Here's the thing that the Hacker News crowd immediately pointed out: Cloudflare is the company whose products many developers use to block scrapers. And now Cloudflare is selling a scraper.

It's a bit of a paradox. If you're behind Cloudflare's WAF and bot protection, unauthorized crawlers get blocked. But if you pay Cloudflare for Browser Rendering, your crawls go through.

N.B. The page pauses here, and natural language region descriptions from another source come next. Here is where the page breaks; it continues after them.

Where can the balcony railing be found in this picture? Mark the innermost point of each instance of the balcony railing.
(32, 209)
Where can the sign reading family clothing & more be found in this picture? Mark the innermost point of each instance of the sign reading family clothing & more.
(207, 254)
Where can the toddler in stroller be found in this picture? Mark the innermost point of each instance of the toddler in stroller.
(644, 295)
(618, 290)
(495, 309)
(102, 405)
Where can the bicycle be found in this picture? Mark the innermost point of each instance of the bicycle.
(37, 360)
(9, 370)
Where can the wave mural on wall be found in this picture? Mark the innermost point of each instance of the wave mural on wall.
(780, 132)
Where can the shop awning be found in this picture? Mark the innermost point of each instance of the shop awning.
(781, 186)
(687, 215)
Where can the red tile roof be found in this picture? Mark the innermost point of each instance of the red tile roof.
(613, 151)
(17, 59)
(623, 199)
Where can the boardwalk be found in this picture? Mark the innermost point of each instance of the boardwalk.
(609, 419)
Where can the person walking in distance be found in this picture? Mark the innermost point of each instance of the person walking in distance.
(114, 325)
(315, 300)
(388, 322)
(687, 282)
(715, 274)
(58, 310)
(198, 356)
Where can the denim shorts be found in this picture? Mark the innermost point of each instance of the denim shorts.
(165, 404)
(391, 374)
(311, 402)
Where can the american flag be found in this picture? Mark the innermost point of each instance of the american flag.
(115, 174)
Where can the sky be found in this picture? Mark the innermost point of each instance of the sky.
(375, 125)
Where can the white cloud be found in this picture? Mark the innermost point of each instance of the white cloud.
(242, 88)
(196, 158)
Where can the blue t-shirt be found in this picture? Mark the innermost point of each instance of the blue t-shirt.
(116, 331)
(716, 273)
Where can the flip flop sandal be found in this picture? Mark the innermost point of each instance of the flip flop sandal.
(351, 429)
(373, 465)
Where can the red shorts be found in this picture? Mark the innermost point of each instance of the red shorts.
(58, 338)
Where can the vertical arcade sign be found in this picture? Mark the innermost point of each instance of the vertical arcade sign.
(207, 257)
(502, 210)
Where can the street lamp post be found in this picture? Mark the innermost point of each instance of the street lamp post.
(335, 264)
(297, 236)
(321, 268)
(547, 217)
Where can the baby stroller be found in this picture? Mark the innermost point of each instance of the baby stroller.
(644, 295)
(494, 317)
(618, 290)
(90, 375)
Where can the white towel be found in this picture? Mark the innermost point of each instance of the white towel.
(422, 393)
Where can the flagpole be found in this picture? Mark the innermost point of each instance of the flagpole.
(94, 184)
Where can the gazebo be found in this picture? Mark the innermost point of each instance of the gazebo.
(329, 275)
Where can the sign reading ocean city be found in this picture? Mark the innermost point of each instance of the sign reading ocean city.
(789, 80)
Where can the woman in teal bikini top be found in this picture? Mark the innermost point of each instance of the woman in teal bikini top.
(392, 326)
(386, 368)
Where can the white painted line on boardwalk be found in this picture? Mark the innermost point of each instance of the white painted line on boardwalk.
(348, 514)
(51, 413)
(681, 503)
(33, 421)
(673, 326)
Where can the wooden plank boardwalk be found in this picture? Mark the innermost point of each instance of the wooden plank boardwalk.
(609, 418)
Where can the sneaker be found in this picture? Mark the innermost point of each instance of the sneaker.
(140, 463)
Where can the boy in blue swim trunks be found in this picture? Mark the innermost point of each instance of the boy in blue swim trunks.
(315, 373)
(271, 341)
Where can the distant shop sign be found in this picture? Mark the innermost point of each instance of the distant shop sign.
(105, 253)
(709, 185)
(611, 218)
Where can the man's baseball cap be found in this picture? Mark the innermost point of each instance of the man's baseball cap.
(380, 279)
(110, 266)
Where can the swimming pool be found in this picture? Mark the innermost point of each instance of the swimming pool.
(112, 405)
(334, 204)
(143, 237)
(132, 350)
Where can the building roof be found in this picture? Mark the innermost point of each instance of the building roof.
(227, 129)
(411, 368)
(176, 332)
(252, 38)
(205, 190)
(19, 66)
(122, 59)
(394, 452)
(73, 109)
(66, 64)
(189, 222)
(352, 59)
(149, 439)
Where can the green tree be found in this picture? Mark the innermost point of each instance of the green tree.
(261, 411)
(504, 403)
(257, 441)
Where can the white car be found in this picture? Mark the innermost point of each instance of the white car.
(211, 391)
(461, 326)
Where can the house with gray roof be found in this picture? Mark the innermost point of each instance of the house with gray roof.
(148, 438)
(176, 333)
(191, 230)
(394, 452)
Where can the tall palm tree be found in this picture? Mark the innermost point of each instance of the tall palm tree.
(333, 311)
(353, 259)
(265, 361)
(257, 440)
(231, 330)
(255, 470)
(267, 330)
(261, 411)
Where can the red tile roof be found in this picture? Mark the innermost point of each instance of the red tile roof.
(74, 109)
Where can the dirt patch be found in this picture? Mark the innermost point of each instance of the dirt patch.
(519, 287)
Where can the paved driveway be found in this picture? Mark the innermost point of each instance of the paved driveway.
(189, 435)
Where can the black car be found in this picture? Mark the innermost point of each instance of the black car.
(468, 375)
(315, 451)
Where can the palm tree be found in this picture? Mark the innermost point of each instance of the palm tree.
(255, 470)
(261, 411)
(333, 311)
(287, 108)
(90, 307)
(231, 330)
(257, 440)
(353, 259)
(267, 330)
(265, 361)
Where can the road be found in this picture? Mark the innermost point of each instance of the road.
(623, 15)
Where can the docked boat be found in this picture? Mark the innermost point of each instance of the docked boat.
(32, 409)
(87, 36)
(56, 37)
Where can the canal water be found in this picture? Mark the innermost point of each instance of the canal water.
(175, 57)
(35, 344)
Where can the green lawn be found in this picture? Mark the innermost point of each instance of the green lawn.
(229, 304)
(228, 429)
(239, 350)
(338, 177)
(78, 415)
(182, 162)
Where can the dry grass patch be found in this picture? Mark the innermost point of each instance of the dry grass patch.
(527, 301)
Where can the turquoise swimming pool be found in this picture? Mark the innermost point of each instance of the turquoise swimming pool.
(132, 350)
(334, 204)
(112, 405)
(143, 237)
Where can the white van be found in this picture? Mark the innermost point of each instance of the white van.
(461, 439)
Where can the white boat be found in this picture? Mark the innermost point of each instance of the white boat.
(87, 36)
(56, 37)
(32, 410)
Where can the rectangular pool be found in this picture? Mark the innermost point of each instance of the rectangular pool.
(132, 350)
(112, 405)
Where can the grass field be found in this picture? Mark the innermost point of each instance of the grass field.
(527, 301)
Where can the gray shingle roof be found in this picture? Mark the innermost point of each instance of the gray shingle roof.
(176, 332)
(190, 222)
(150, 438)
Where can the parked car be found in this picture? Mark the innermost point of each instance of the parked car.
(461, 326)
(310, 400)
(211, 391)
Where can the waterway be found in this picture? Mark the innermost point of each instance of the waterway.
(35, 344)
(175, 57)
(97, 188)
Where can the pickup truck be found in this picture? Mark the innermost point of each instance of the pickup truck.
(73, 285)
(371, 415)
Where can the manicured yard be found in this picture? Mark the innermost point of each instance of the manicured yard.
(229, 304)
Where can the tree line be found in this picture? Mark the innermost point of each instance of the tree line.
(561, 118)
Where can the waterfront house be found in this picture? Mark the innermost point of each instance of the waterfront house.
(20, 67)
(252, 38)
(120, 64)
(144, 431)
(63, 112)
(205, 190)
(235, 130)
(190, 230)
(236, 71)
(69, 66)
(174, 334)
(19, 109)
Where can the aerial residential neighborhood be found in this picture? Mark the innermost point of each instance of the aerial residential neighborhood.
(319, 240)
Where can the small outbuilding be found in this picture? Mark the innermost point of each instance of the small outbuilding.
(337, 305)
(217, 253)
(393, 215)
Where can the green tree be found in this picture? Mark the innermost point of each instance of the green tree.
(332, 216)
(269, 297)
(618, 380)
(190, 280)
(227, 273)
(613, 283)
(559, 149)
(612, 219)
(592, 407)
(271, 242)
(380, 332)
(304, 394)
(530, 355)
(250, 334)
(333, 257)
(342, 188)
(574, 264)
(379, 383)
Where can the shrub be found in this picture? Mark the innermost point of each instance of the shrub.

Some people read this as Cloudflare positioning itself as the gatekeeper — pay them to crawl, or your crawler gets blocked.

I think that's partially true but also slightly uncharitable. The more neutral reading is that Cloudflare already runs browsers at scale for other reasons, and adding a crawl endpoint on top is a natural extension. They have the infrastructure sitting there. Whether it creates a weird market dynamic is a separate question.


Bottom line

If you're building something that needs to consume website content — AI pipelines, research tools, monitoring systems — this is genuinely useful. The hard parts (browser management, link discovery, rendering, content extraction) are handled for you. The output formats are sensible. The customization options cover the real edge cases.

Whether Cloudflare's the right vendor for your specific situation depends on your trust model and existing stack. But as a piece of developer tooling, they've taken something that used to require real infrastructure effort and collapsed it into two API calls.

That's usually worth paying attention to.